Cold, slushy spring weather continues
HOUGHTON – As many as five inches of snow fell on some high-elevation areas of the Keweenaw Thursday night, continuing one of the most wintery Aprils on record. But that should be the last of the white stuff that sticks – at least for the next week or so – says meteorologist Jason Alumbaugh of the National Weather Service office in Negaunee.
“It’ll be drier next week, not warm, but no snow,” he said, adding that the weekend would probably be the best chance to get outdoors and catch some sun, with Sunday temperatures mostly in the mid-40s.
Other areas got almost no snow, a discrepancy that was due to temperatures hovering near freezing.
“We were kind of fortunate,” Alumbaugh said. “If it was just a little bit colder there would have been a lot more. In northern Minnesota they had a foot of snow.”
Alumbaugh said local April snow totals have been heavier than normal, but aren’t approaching record-breaking except at two Baraga County weather stations that have only been keeping records since 2000. But what is extraordinary, he said, is the continuing cold and the fact that there wasn’t a single winter thaw to reduce snow totals leading up to this month.

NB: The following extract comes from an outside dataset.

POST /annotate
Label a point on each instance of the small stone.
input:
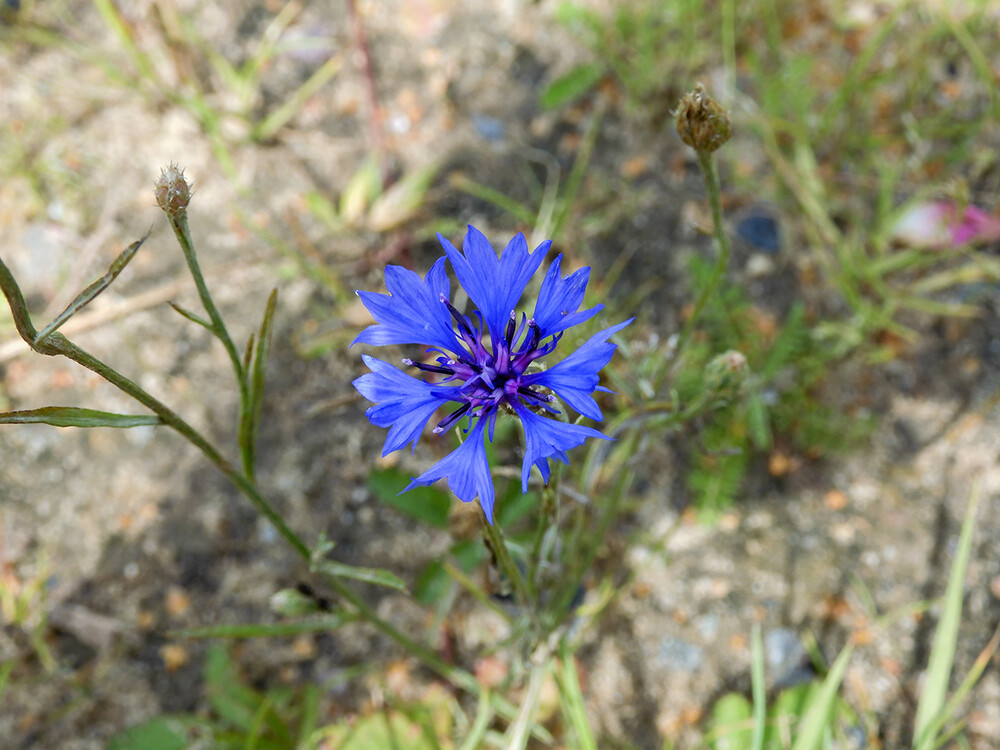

“Winter came in November and never let go. It’s just been so cold,” he said.
In Negaunee, he said, April temperatures have averaged 4 degrees below normal, March was 8.6 degrees colder than normal, and December, January and February combined – the meteorological definition of winter – were the coldest on record. The trend has been the same throughout the western U.P.
While the Keweenaw has had heavy snow totals for the season, some areas in the U.P. were actually below average in snowfall, Alumbaugh said.
“But it’s never melted, so that’s boosted our perception of the winter that will never end,” he said.
In Keweenaw County, the road commission logged four inches of snow Thursday, bringing its April total to 41 inches and seasonal total to 337.5. Neither come close to records – there were 55 inches of snow just last April.
Assistant Engineer Steve Defour said the biggest problem for the road commission has been frost, a product of the cold weather, that bottomed out at 75 inches.
“The roads are heaving pretty bad,” he said.
Plowing late season snow can create another challenge, Defour added.
“We had to be real careful plowing because the shoulders are soft, and keep the plows up a bit so they don’t dig in,” he said. “With the shoulders soft, if we’re not careful we’ll get sucked right off the road, so it’s slow going in this kind of weather.”
By Friday afternoon, Defour said, all county roads were clear of snow.